Moreover, as the New York Times reports: “Democratic victories in governors’ races also improved the chances of Medicaid expansion in Kansas and Wisconsin, and all but ensured it in Maine. As a result, Medicaid could see its biggest enrollment bump since the health law began allowing expansion in 2014 . . . Another state to keep an eye on is North Carolina, where Republicans lost their supermajority in the state House and Gov. Roy Cooper, a Democrat, has been trying to build support for Medicaid expansion.”
The ACA, it seems, is here to stay because even Republicans want its benefits. The task is to improve and strengthen it with an eye toward affordability. (The only comparable policy win I can think of is same-sex marriage — which is effectively a nonissue.) The era of Republicans pretending to be small-government advocates is over (especially considering their infatuation with debt). If the argument is who is going to do a better job of providing health care, Democrats have a substantial advantage. (If the ACA is “socialism,” as Trump and other Republicans try to argue, I suppose red-state voters are socialists.)
Equally if not more important for future electoral victories were Democratic wins in the area of voting rights. Ironically in an election in which Georgia gubernatorial candidate Brian Kemp (R) pulled every trick in the book (voter purges, exact match rules, closing polling places) to suppress the vote, the 2018 midterms marked a big step forward to voting access. Progressives were ecstatic. Mother Jones crowed:
Florida passed a historic ballot initiative that will restore voting rights to up to 1.4 million ex-felons. Voters in Michigan dramatically modernized their election system by approving Election Day registration, automatic registration, no-excuse absentee ballots, and straight-ticket voting. Nevada passed automatic registration, and Maryland adopted Election Day registration. These measures will make it easier for tens of thousands of people to register in these states.
In addition, Michigan, Colorado, and Missouri approved initiatives to rein in gerrymandering by drawing political districts in a nonpartisan way. All of these initiatives received at least 60 percent of the vote, reflecting broad support for a pro-voting rights agenda. (A seventh initiative, to create an independent redistricting commission in Utah, was narrowly ahead with 50 percent of the vote as of Wednesday morning, but it remains too close to call until all the mail-in ballots are counted.)
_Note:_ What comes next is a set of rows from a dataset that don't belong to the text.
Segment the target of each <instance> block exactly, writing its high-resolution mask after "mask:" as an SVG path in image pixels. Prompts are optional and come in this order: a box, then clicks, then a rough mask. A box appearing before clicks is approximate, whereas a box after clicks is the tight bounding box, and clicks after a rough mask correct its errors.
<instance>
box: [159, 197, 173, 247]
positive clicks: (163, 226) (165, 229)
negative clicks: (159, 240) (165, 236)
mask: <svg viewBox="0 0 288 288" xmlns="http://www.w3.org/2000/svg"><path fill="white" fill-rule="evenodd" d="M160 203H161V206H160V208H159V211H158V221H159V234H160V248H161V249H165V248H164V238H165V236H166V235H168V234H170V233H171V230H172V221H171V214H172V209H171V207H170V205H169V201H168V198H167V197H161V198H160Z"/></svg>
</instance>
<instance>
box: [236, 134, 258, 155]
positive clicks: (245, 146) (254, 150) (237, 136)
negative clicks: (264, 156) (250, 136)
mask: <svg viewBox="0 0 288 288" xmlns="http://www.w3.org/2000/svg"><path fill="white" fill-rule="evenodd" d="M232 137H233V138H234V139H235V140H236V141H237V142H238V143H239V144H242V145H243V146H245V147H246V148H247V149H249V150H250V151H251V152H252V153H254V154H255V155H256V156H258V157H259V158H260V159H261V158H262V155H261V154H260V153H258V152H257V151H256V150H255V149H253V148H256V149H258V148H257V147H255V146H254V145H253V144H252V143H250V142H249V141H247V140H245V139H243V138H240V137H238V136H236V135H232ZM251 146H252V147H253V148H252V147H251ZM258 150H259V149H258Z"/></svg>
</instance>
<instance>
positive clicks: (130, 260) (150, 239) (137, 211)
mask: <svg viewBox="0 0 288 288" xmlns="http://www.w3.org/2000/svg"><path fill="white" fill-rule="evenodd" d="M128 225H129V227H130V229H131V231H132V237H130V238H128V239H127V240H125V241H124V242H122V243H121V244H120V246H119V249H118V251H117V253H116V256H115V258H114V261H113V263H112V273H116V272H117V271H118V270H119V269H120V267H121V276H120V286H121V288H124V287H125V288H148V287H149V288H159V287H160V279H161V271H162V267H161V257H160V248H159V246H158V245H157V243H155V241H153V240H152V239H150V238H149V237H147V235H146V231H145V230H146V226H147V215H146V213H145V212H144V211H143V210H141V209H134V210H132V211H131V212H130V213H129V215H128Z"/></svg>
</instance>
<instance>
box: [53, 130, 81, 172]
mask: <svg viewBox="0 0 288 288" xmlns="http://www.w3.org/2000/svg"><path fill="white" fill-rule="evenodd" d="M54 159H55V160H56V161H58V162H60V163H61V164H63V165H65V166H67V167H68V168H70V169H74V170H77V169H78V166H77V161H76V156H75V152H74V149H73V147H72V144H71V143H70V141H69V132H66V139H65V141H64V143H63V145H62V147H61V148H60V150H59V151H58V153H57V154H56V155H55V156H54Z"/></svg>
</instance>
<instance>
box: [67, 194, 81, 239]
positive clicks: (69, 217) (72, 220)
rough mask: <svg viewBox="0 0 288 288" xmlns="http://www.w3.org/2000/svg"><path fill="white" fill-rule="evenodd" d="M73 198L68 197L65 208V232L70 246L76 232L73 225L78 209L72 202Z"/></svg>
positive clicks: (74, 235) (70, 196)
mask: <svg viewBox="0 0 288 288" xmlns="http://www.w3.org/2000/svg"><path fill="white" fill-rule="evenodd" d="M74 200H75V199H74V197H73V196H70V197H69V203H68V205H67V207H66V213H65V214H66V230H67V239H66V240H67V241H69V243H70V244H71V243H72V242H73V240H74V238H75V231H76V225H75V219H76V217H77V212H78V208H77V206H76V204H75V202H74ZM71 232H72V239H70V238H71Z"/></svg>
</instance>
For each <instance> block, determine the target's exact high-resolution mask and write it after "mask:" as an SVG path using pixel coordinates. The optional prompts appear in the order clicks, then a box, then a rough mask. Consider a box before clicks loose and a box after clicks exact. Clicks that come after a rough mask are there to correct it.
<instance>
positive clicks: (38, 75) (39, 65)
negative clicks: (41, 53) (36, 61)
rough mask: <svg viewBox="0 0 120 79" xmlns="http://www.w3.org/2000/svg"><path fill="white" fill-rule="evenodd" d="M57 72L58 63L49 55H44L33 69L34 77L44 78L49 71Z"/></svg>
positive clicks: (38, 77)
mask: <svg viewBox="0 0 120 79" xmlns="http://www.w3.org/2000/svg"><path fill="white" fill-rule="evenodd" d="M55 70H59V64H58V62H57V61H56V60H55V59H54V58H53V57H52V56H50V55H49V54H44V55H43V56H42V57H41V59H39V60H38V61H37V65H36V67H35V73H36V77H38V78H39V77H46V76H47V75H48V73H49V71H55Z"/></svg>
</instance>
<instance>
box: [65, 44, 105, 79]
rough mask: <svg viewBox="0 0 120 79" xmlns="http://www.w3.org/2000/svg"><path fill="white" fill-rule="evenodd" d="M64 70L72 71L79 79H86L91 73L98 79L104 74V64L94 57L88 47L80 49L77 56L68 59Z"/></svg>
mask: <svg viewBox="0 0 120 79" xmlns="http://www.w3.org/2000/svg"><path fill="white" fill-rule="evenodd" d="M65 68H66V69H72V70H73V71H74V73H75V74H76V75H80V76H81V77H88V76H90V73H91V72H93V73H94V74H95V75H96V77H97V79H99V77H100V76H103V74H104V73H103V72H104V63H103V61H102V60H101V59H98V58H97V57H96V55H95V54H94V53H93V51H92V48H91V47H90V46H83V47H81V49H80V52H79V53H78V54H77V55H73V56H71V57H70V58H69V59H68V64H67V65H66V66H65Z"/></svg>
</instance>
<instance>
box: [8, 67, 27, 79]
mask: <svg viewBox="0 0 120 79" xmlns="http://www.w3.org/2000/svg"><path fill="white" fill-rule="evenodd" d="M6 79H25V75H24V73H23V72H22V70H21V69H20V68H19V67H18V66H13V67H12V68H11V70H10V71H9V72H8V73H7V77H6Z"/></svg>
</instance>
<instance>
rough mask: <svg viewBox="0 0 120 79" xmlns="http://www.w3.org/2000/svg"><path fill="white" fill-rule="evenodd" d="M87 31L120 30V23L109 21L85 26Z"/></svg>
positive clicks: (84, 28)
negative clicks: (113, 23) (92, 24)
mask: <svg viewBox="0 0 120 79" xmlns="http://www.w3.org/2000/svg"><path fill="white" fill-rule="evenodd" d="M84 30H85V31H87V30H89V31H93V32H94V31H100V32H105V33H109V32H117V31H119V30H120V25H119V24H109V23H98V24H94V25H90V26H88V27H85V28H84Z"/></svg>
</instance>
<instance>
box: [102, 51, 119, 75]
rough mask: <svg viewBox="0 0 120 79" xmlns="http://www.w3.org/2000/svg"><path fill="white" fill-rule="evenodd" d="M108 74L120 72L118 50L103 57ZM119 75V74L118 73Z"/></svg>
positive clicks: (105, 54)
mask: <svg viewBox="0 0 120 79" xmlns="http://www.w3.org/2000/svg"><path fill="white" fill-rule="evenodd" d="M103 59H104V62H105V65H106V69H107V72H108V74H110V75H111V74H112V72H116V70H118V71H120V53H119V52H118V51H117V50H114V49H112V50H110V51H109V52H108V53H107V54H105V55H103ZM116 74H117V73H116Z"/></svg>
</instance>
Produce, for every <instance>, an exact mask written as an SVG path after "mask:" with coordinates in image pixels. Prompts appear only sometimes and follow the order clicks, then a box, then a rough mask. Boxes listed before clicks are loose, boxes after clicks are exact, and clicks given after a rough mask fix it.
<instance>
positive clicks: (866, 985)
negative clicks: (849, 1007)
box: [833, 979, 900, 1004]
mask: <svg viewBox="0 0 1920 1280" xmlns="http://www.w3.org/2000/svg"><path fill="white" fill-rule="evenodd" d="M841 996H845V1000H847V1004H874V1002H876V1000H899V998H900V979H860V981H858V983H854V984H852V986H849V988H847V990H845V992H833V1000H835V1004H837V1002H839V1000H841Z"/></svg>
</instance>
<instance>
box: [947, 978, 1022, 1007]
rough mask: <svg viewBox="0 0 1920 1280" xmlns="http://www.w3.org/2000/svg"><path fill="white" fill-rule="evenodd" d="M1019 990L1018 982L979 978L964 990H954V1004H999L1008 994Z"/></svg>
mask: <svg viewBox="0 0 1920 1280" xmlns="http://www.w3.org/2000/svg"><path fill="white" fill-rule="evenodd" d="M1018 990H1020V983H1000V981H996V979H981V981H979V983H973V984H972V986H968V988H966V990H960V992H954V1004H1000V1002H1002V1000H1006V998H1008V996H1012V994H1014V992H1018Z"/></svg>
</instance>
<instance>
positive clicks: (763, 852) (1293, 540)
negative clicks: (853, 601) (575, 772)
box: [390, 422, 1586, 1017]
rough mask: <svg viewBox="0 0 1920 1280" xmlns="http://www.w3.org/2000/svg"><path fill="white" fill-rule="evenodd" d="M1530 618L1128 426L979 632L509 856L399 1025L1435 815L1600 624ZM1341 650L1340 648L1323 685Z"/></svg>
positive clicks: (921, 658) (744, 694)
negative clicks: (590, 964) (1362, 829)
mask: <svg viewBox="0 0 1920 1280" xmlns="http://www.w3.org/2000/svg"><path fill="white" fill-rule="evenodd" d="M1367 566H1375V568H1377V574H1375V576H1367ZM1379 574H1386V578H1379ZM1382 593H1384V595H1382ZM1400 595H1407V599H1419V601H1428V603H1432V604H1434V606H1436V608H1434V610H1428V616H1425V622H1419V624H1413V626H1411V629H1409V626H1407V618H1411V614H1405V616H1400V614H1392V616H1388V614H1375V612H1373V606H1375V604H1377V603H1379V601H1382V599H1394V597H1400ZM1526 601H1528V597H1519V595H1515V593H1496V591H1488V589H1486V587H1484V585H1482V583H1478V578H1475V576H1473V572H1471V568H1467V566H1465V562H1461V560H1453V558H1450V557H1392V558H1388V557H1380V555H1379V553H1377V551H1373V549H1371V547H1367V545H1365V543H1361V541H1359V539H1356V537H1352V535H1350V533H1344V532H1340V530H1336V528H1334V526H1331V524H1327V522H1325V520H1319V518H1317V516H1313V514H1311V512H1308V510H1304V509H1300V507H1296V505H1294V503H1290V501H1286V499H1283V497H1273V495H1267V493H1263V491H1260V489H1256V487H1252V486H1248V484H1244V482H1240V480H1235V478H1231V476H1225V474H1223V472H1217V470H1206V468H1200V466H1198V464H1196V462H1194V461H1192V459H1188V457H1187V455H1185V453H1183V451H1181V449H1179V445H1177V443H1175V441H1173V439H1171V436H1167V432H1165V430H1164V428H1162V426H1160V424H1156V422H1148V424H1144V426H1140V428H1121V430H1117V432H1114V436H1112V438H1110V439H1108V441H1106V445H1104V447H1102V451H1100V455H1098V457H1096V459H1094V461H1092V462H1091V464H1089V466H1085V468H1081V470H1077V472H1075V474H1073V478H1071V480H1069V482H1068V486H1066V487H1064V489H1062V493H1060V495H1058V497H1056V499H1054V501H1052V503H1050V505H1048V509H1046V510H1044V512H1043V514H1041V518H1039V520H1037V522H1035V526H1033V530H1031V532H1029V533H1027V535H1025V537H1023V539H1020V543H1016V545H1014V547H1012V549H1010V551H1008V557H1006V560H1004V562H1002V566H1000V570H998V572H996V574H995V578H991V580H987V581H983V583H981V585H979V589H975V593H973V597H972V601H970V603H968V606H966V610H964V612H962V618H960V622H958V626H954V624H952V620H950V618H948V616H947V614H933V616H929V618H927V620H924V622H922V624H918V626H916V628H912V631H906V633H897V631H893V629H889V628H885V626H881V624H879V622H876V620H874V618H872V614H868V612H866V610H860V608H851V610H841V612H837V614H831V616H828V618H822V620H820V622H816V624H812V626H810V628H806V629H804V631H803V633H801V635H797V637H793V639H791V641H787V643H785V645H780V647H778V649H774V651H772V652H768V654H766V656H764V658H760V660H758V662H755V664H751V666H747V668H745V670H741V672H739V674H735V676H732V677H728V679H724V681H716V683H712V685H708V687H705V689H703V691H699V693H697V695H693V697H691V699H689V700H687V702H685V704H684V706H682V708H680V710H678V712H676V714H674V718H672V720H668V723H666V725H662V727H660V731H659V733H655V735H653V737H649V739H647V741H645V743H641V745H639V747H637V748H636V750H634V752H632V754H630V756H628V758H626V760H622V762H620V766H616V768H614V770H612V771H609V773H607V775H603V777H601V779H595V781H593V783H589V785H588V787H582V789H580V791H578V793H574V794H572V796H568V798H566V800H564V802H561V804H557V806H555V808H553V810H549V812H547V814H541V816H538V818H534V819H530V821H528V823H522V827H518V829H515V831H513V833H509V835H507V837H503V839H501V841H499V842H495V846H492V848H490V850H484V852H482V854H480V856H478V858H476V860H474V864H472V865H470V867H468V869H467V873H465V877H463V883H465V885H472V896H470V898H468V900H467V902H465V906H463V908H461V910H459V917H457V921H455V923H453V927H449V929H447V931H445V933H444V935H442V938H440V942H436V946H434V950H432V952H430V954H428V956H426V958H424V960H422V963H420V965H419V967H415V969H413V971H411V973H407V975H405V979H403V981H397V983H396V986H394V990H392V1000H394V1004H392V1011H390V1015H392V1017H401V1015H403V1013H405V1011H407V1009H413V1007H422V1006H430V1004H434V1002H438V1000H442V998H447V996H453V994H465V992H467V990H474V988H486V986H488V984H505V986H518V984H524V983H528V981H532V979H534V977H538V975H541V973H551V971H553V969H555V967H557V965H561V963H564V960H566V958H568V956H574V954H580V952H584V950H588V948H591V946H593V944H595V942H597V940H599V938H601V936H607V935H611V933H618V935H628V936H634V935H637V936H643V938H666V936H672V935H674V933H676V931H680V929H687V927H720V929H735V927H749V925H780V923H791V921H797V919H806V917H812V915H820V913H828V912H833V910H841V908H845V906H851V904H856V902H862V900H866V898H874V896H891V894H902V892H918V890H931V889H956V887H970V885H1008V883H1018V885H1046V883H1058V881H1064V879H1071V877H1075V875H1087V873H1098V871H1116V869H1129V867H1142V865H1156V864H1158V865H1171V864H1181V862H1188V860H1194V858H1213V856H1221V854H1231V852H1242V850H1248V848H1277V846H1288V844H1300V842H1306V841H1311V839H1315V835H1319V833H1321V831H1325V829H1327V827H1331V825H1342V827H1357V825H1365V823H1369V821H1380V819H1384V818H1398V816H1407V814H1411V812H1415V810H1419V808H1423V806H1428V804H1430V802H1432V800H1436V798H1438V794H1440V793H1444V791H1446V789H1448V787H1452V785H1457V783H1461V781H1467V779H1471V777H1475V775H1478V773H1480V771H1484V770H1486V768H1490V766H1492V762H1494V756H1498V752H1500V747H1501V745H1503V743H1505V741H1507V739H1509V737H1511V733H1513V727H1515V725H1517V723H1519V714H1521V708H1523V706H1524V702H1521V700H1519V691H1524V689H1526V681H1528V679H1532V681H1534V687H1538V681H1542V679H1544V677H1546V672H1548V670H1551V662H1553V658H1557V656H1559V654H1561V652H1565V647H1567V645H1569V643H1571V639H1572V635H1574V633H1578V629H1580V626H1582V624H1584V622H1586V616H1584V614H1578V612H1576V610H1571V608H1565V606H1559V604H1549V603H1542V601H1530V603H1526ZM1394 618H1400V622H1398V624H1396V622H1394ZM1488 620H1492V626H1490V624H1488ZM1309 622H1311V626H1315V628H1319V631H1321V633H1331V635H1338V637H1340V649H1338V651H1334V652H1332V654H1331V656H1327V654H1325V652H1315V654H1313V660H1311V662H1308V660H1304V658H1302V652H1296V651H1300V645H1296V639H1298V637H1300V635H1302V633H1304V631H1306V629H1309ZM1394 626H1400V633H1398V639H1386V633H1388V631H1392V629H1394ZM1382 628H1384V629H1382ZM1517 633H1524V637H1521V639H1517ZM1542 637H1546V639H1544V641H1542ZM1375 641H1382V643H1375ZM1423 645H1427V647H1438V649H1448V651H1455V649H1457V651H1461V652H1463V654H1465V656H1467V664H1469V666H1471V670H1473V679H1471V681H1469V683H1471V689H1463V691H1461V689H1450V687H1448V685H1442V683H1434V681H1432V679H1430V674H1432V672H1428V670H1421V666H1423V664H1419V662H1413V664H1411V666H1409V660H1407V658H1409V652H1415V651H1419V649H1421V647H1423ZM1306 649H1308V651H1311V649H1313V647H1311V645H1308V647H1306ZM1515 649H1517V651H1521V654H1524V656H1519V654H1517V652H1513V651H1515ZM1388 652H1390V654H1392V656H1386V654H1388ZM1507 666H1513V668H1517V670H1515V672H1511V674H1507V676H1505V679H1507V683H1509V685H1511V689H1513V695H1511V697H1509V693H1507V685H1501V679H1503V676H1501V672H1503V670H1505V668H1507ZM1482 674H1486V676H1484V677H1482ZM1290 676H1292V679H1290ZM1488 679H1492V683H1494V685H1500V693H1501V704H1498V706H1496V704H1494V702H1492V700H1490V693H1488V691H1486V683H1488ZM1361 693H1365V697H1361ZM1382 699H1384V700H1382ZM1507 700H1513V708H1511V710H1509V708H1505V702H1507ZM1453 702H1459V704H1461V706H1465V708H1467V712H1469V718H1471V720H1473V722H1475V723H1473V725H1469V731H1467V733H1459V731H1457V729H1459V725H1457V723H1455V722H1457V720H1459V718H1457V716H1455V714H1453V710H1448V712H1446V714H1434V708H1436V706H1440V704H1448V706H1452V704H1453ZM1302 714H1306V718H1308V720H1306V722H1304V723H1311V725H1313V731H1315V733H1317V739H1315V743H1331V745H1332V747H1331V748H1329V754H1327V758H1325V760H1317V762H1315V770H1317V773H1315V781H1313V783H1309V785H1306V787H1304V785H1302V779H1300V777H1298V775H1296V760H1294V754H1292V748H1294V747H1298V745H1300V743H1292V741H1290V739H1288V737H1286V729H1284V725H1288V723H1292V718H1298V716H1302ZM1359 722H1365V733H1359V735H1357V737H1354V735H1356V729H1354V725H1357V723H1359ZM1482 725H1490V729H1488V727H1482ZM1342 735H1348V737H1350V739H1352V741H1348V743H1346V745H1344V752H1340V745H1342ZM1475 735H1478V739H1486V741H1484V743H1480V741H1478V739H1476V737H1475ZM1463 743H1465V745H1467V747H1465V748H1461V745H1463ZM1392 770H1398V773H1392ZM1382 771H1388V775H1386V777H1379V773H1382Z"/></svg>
“It’s a reaffirmation that voting rights are popular,” says Faiz Shakir, political director of the American Civil Liberties Union, which put a combined $10 million behind initiatives in Florida, Michigan, Nevada, and Utah.
These measures will help make voter ID and other voting-suppression stratagems a dead letter. The limits on gerrymandering, which were approved in the wake of the Supreme Court’s decision earlier this year to punt on the issue, will theoretically open up more state and federal seats to competition and increase minority voting power (since gerrymandering in red states often serves to limit nonwhites’ voting power).
Putting aside any partisan advantage, increasing access to voting and creating more seats that are competitive are indisputably pro-democracy measures. Forcing more politicians to be responsive to more voters is the essence of democracy.
There were setbacks for advocates of voting reform in Arkansas and North Carolina, which passed voter ID measures, but overall this was the biggest comeback for voting rights since the Supreme Court struck down pre-clearance provisions in the Voting Rights Act in 2013.
States that elected Democratic governors and legislatures should follow the example in states that did not pass voting-access ballot measures. They can legislatively enact automatic registration, voting by mail and anti-gerrymandering measures.
For too long, Republicans have been extending the dominance of white voters through a variety of voting schemes. In 2018, voting-rights advocates began fighting back. If they are successful, Republicans might actually have to start appealing to nonwhite voters.